Der Vorteil der embryo-ähnlichen Strukturen wäre, dass an ihnen rein rechtlich in vielen Ländern die frühe Embryonalentwicklung möglicherweise besser erforscht werden könnte – auch wenn dadurch neue ethische Fragen aufgeworfen werden würden. Echte Embryos, die sich nach der Verschmelzung von Spermium und Eizelle bilden, stehen unter einem besonderen rechtlichen Schutz.

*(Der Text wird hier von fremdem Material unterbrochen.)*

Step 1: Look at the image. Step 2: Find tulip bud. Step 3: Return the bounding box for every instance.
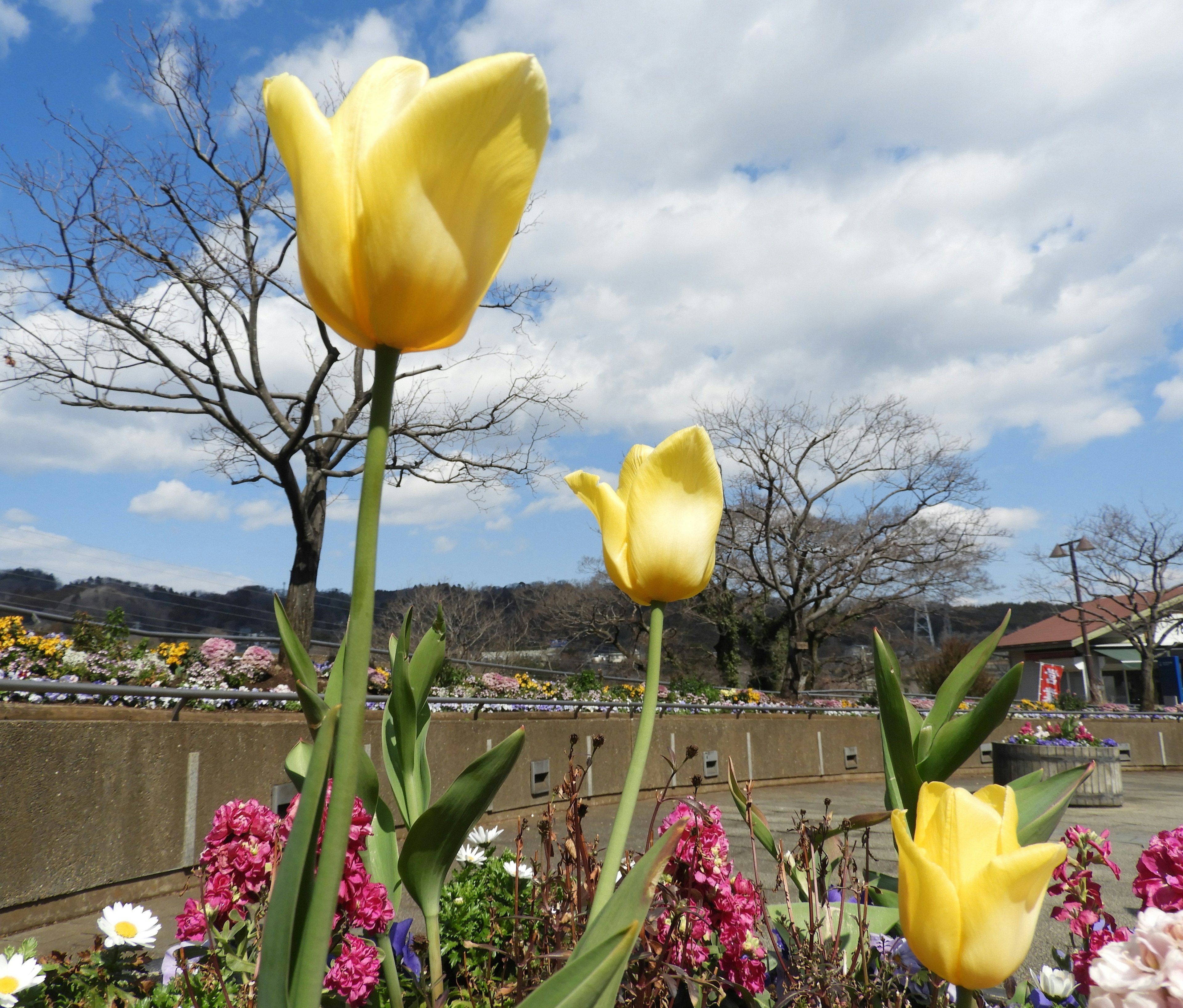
[567,427,723,606]
[891,782,1067,990]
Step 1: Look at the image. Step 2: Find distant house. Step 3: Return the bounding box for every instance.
[998,585,1183,704]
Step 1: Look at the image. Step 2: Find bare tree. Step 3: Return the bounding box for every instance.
[699,398,1000,697]
[0,28,577,641]
[1028,505,1183,711]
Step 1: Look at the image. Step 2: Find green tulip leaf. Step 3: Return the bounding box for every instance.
[519,921,641,1008]
[874,631,921,820]
[924,609,1010,733]
[399,728,525,916]
[257,707,341,1008]
[567,819,689,1008]
[728,758,781,861]
[1015,763,1097,847]
[284,742,312,791]
[917,665,1023,781]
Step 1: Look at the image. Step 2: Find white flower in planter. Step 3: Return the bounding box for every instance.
[502,861,534,881]
[469,826,505,844]
[455,844,485,865]
[0,952,45,1008]
[98,903,160,949]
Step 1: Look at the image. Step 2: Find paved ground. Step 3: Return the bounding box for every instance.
[11,771,1183,968]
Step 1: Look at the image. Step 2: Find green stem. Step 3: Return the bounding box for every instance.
[377,933,402,1008]
[289,347,399,1008]
[588,602,665,924]
[957,986,977,1008]
[424,912,444,1004]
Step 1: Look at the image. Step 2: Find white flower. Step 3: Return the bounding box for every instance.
[0,952,45,1008]
[502,861,534,879]
[469,826,505,844]
[455,844,485,865]
[1027,965,1076,1001]
[98,903,160,949]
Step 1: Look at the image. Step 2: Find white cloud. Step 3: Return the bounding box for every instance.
[459,0,1183,446]
[38,0,100,27]
[260,11,400,103]
[128,479,230,522]
[0,525,254,592]
[0,0,28,58]
[234,500,292,532]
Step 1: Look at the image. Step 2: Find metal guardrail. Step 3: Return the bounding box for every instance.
[0,601,669,685]
[0,679,1183,721]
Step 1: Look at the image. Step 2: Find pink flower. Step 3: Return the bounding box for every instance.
[324,935,381,1004]
[176,899,206,942]
[1133,826,1183,911]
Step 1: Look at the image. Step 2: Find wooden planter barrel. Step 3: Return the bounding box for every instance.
[990,742,1121,806]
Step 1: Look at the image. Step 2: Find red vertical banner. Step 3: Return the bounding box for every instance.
[1039,661,1063,704]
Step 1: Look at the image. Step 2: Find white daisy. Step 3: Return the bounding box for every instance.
[0,952,45,1008]
[98,903,160,949]
[469,826,505,844]
[502,861,534,881]
[455,844,486,865]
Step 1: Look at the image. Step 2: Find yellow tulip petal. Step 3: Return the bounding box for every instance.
[956,844,1067,990]
[355,53,550,350]
[923,788,1002,891]
[262,73,360,348]
[566,470,649,606]
[627,427,723,602]
[616,445,653,506]
[891,808,962,980]
[914,781,952,847]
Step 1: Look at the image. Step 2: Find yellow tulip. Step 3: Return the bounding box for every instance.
[262,53,550,350]
[891,781,1067,990]
[567,427,723,606]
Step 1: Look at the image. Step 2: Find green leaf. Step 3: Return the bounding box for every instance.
[519,921,641,1008]
[271,595,324,734]
[874,631,921,821]
[924,609,1010,733]
[1015,763,1097,847]
[728,757,781,861]
[917,665,1023,781]
[284,742,312,791]
[1007,768,1043,791]
[567,819,689,1008]
[258,707,341,1008]
[399,728,525,916]
[407,606,446,710]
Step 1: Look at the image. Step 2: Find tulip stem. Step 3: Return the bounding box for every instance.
[289,347,399,1008]
[588,601,665,925]
[957,984,977,1008]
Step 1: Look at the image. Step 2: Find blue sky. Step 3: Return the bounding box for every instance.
[0,0,1183,597]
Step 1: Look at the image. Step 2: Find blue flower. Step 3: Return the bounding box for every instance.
[390,917,424,976]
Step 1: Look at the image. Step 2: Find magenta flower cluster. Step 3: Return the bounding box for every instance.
[1047,826,1131,990]
[176,799,279,942]
[1133,826,1183,911]
[176,781,394,1004]
[658,802,766,994]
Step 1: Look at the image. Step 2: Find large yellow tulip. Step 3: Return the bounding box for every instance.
[567,427,723,606]
[891,781,1067,990]
[262,52,550,350]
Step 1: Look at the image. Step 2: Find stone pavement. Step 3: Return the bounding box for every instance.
[2,770,1183,984]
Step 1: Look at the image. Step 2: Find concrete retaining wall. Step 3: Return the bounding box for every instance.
[0,704,1183,935]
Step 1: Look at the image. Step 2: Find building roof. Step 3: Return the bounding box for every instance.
[998,585,1183,647]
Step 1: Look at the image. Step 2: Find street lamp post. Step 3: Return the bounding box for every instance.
[1052,536,1105,704]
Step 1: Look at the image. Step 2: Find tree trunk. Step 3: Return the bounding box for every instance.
[1142,654,1155,711]
[284,476,327,650]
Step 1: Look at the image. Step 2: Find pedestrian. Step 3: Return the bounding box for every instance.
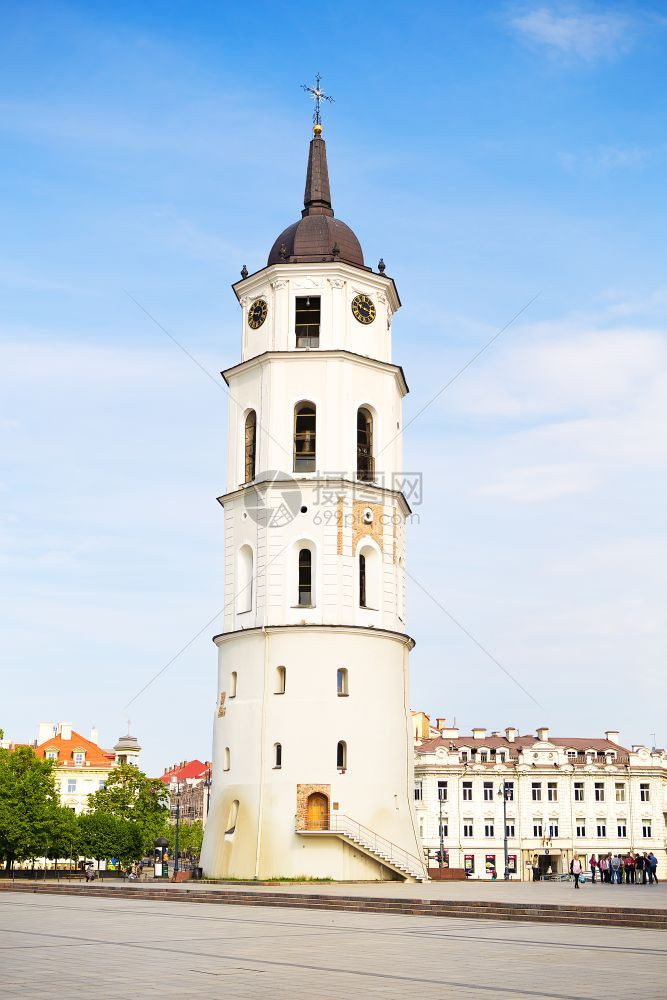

Zernicka-Goetz, die an der University of Cambridge in Großbritannien und am California Institute of Technology in den USA forscht, hatte das Verfahren zur Herstellung der synthetischen Embryos im vergangenen Jahr bereits für Mäuse in »Nature« vorgestellt (DOI: 10.1038/s41586-022-05246-3). Von lebensfähigem Nachwuchs ist man aber (wenn es denn überhaupt möglich ist) noch sehr weit entfernt, da sich die synthetischen Embryos bislang nicht besonders lange entwickeln.
Bei den menschlichen embryo-ähnlichen Strukturen gebe es noch keine Körperteile oder Organe, erklärte Professor Dr. Malte Spielmann, Direktor des Instituts für Humangenetik des Uniklinikums Schleswig-Holstein, am Donnerstag der Deutschen Presse-Agentur. Allerdings seien Zellen identifizierbar, die die Grundstrukturen für spezifische Körperbestandteile bilden. Spielmann hatte vor einigen Tagen einen Vortrag gesehen, bei dem Zernicka-Goetz Ergebnisse zu synthetischen Embryonen vorgestellt hatte, die acht Tage alt waren. «Die Zellen zeigten sehr ähnliche Signalwege und Zelltypen wie bei echten menschlichen Embryonen», so Spielmann.
Die britische Zeitung «Guardian» berichtete am Mittwoch von einem weiteren Vortrag der Forscherin, bei dem sie mehr als 14 Tage alte Strukturen vorstellte. Sollten sich die Ergebnisse als belastbar herausstellen, wären die synthetischen Embryonen eine mögliche Alternative für Wissenschaftler. So ist es in einigen Ländern zwar erlaubt, an echten menschlichen Embryos zu forschen, aber nicht über den 14. Entwicklungstag hinaus. In Deutschland hingegen darf laut Spielmann an menschlichen Embryonen gar nicht geforscht werden. Auch synthetische Embryonen (wenn es sie denn gäbe) dürfte man seiner Meinung nach hierzulande nicht verwenden.